The Mini-Statements are awesome, but I do like the full sound of surround even with music. I don't run a center with music (most certainly with movies though) but do keep surrounds on just enough to pull the sound around. Currently those are Polk Monitor series and the sound neutral enough but don't really add much if that makes sense. I'd love to just do it and build Statement-Monitors but I don't have the room here and probably won't in the next place. I also know my amp (Yamaha RX-V673) won't handle that much speaker, it's a little taxed already if I get too ambitious with the volume. Eventually I need to move to pre/post but things like buying a house kind of preclude that for the time being. 

And, one of my best friends is getting married this spring and would appreciate a good pair of speakers for his den. 

Both of these give me an excuse to build a few more speakers, and the Speedsters look really promising. I can save a few bucks buying the components at PE since I hit the 4 piece quantity for everything which makes them more attractive. I won't have time for as involved of a build as the Mini-Statements, but the Speedster cabinets are super easy. 
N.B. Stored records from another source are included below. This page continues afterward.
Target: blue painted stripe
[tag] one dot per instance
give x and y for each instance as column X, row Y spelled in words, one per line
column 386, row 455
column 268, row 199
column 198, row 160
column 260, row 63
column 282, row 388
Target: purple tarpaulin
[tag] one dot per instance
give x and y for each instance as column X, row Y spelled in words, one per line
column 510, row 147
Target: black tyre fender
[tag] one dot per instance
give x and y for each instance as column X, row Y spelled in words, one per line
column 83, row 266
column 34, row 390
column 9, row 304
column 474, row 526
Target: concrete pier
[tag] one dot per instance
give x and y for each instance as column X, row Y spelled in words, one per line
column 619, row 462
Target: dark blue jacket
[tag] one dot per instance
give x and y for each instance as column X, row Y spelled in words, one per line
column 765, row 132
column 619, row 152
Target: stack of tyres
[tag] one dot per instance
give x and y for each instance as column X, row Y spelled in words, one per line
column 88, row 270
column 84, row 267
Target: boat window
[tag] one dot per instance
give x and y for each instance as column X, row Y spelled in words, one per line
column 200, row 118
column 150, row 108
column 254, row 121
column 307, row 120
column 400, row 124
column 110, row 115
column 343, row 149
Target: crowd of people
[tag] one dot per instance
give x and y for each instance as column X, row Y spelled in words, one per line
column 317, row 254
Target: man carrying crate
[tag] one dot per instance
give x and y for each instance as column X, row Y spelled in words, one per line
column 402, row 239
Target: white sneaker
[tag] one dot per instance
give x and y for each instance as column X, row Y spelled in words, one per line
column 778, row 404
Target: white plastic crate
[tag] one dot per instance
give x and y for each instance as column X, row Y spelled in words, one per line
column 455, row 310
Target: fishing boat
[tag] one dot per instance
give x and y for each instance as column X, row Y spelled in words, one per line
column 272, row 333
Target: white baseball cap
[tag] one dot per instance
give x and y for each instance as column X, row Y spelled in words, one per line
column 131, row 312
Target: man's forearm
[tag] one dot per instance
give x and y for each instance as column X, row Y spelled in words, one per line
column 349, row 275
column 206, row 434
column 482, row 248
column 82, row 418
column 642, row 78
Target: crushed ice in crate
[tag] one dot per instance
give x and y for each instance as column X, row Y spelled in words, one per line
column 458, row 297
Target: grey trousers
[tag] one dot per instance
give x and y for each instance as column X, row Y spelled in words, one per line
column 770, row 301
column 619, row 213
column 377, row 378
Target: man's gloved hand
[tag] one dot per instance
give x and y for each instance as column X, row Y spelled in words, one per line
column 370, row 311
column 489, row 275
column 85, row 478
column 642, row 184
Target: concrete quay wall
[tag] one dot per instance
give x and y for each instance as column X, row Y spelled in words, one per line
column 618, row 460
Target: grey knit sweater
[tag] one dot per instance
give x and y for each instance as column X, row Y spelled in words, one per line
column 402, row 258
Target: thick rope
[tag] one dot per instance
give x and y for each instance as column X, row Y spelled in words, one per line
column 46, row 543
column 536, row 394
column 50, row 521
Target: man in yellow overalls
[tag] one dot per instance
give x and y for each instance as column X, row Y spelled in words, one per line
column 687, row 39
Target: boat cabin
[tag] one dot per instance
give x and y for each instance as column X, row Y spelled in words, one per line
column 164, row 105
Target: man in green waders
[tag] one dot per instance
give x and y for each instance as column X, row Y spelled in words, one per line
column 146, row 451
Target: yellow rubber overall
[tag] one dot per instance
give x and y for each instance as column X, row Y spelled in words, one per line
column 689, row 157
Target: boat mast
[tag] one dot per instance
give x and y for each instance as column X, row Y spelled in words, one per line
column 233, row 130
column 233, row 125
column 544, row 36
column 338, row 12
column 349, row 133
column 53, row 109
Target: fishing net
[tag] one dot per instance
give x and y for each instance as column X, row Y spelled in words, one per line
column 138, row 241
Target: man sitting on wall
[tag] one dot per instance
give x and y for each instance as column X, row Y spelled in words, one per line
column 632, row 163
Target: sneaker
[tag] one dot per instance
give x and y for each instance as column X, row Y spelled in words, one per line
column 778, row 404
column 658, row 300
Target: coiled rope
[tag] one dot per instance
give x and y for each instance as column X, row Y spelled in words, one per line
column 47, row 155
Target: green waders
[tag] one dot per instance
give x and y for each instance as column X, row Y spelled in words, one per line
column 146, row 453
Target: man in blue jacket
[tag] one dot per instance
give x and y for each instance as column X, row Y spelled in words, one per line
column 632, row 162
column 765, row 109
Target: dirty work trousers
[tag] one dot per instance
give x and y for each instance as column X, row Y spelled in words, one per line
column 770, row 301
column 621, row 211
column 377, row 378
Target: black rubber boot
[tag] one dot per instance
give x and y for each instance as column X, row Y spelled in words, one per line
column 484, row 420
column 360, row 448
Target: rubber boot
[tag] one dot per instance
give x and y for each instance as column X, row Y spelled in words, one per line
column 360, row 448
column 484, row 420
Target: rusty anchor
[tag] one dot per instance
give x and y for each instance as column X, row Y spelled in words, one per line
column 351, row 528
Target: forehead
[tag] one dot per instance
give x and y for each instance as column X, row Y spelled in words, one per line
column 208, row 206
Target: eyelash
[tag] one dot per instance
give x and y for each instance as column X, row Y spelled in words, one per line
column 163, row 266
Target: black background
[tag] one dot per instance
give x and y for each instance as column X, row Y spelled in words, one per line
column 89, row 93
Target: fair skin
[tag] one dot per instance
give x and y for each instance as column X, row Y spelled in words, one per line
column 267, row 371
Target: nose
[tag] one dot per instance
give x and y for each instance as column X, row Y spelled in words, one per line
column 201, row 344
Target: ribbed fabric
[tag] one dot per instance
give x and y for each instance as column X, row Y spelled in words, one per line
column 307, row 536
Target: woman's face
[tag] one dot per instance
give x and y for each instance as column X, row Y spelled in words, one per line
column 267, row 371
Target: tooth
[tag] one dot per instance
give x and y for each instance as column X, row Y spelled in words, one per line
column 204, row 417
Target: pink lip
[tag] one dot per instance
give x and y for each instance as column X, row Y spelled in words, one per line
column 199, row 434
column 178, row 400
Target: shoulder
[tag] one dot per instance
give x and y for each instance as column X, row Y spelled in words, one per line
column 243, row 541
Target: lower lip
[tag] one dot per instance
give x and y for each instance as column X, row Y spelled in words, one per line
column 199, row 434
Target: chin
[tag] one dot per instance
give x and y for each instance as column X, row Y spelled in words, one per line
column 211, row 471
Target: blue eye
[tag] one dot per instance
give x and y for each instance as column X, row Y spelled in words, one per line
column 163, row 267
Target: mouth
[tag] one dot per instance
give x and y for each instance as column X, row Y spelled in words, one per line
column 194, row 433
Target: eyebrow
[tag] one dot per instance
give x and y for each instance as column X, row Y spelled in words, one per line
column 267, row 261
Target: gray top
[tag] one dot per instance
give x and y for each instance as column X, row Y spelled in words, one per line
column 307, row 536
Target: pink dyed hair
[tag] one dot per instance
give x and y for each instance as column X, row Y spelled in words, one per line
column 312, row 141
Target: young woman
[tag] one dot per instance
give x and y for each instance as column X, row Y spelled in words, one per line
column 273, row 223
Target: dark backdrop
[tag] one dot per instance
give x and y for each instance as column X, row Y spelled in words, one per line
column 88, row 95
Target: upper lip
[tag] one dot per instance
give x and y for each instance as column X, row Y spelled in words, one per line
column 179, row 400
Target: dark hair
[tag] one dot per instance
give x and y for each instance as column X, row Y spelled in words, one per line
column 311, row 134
I'm sure they would be ideal speakers for my friends place (two channel amp, small room, sitting on a bookshelf about 6' from the couch) but I don't know how they would pair with the Mini-Statements. They both use the Fountek ribbons, so I think that would match up well. It would also just look sharp to have ribbons in all 4 corners of the room. Not sure about the woofers though. 

Has anyone else tried this? Any other contenders that I should look at? I'm still bouncing center channel ideas around but I see that Paul is working on a MTM tower, perhaps it could be reorganized for a center. How terrible would it be to set a Speedster on it's side and rotate the ribbon back to vertical?


----------



## xsilverjag (Jan 27, 2014)

considering the samething.


----------